Per molte persone l’arrivo della bella stagione è sinonimo di partenze. Il nostro Paese è da sempre meta turistica d’eccellenza, e ogni anno si prepara a vedere i suoi mari solcati da migliaia di grandi navi. Uno stress per ambiente e persone residenti in città dotate di porti su cui associazioni e cittadini di nove località marinare hanno deciso accendere i riflettori. “Stop inquinamento navale” si legge sugli striscioni appesi il 20 maggio nei porti di Savona, Genova, La Spezia, Livorno, Venezia, Reggio Calabria, Ancona, Civitavecchia, Olbia, Napoli. Uno slogan che «mira a sensibilizzare le amministrazioni e autorità competenti, chi lavora in porto e la popolazione locale sull’impatto che l’industria navale ha, oggi, su queste città, sulla salute delle persone e sull’ambiente marino».
Uno dei problemi principali è che per muoversi , ancora oggi, e nonostante il mondo cerchi di andare nella direzione opposta, le navi da crociera – che in realtà sono delle enormi città galleggianti – utilizzano combustibili estremamente inquinanti. Tra questi, per esempio, c’è l’heavy fuel oil (HFO), un carburante cioè ricavato dagli scarti di lavorazione dei prodotti petroliferi. Un sottoprodotto cioè di un prodotto già di per sé altamente inquinante, e che quindi emette enormi quantità di sostanze tossiche. Queste, inevitabilmente, finiscono per riempire l’aria delle città di porto, anche quando i fumi fuoriescono in mare aperto, lontani dalla terraferma. Una situazione che peggiora una volta approdate in porto: qui le navi, per facilitare manovre e ormeggio, si muovono lasciando i motori accesi, così da tenere in funzione tutti i comandi di bordo.
«Chiediamo l’adozione urgente di misure per proteggere innanzitutto la salute delle persone dalla minaccia rappresentata dai fumi delle navi, alle quali ancora oggi viene permesso di inquinare con delle modalità che sulla terraferma non sarebbero mai consentite» scrivono gli organizzatori della protesta, fortemente voluta dalla Onlus ‘Cittadini per l’aria’ e da tutte le altre associazioni che fanno parte della rete ‘Facciamo Respirare il Mediterraneo’. Di che misure si tratta?

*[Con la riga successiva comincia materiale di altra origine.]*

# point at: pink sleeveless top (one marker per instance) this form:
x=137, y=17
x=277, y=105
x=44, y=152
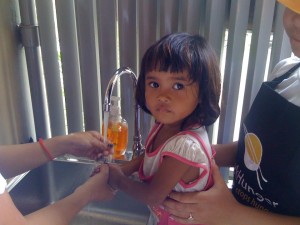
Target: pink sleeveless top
x=191, y=147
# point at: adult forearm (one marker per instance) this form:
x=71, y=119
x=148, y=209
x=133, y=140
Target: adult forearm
x=16, y=159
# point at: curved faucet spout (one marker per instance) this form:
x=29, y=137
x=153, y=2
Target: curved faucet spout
x=137, y=147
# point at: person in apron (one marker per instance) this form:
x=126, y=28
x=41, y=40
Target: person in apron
x=266, y=157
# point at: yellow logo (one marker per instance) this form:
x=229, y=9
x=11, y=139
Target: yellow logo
x=253, y=155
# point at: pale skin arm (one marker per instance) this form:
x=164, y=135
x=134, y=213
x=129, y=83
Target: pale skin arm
x=217, y=206
x=62, y=212
x=154, y=192
x=16, y=159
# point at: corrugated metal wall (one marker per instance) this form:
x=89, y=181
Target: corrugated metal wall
x=95, y=37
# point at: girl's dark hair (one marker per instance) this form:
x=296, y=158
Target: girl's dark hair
x=181, y=52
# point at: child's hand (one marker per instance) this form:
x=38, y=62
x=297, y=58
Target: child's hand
x=115, y=175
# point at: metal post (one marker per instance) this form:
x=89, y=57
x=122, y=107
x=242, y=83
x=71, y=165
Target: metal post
x=30, y=40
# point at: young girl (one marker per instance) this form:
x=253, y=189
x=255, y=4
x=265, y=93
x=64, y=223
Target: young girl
x=179, y=85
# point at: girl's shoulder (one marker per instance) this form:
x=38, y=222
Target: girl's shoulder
x=192, y=145
x=2, y=184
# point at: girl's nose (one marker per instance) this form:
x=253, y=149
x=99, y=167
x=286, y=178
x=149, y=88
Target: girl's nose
x=163, y=98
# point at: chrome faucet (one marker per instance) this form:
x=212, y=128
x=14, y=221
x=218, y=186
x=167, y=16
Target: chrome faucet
x=137, y=147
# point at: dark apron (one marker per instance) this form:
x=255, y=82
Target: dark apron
x=267, y=173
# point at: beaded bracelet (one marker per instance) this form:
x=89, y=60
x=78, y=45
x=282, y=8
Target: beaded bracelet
x=46, y=151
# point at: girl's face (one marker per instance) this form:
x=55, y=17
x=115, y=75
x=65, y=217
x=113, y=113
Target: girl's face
x=170, y=97
x=291, y=22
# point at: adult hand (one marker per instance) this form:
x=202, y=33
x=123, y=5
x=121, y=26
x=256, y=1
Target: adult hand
x=88, y=144
x=214, y=206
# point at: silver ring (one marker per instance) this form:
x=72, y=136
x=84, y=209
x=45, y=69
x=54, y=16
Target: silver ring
x=191, y=218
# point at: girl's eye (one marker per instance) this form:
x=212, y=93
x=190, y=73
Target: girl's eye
x=153, y=84
x=178, y=86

Secondo i gruppi, per ridurre le emissioni è prima di tutto essenziale occuparsi dell’efficientamento delle navi, che siano cioè in grado di utilizzare sistemi e metodi che riducano sensibilmente i consumi. Fondamentale, poi, la scelta di un carburante adatto e l’impiego di filtri e catalizzatori che ‘intrappolino’ le emissioni di particolato e ossidi di azoto. Richieste a cui si aggiungono quella di ridurre la velocità di navigazione e di elettrificare le banchine: in questo modo le emissioni della barca nei momenti di ingresso in un porto, o durante la sosta e l’uscita, potrebbero quasi azzerarsi installando a bordo un’alimentazione a batteria, da abbinare ad un impianto di alimentazione e ricarica elettrica da terra. «È un invito alle autorità e agli armatori a ripensare lo sviluppo per questa industria che è di grande valore per il nostro Paese, ma non può più prescindere dalla riduzione delle emissioni» e da controlli più rigidi, che ad oggi «non esistono di fatto e sono vanificati dalle norme ambigue che tutto consentono».

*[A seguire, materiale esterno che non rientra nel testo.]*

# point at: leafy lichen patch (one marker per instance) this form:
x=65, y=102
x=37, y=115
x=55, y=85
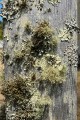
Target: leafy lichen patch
x=52, y=68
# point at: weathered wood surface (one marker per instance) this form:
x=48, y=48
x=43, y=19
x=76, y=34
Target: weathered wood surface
x=64, y=96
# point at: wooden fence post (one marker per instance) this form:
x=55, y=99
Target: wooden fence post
x=21, y=15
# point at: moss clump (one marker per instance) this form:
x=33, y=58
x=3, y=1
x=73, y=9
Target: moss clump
x=21, y=51
x=54, y=1
x=28, y=28
x=44, y=39
x=51, y=68
x=24, y=96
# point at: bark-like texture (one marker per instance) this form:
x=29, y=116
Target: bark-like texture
x=64, y=95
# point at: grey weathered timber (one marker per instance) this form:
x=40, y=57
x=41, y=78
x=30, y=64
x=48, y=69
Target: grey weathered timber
x=64, y=106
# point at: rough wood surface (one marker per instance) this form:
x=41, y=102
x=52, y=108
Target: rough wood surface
x=63, y=96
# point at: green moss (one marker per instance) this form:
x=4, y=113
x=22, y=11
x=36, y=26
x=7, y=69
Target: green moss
x=26, y=98
x=65, y=34
x=52, y=68
x=44, y=39
x=54, y=1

In generale uno studio ha rilevato che le navi da crociera che in media circolano nelle acque europee inquinano 20 volte di più di tutte le auto che percorrono le strade del continente, e che dormire su una di queste ‘città galleggianti’ consuma 12 volte l’energia utilizzata in hotel. Tant’è che, non a caso, nel 2020 la multinazionale Mediterranean Shipping Company (MSC), colosso della logistica e delle crociere, si è ‘guadagnata’ il sesto posto tra i dieci maggiori emettitori europei di anidride carbonica.
[di Gloria Ferrari]
Soprattutto fa restare basiti che vengono posti limiti alla circolazione delle auto o alle caldaie degli edifici mentre in città come Genova uno dei principali inquinatori del centro città sono proprio traghetti e navi da crociera che stazionano nel porto. I politici adoperano il cambiamento climatico come strumento per dare contro solo a certe categorie di inquinamento.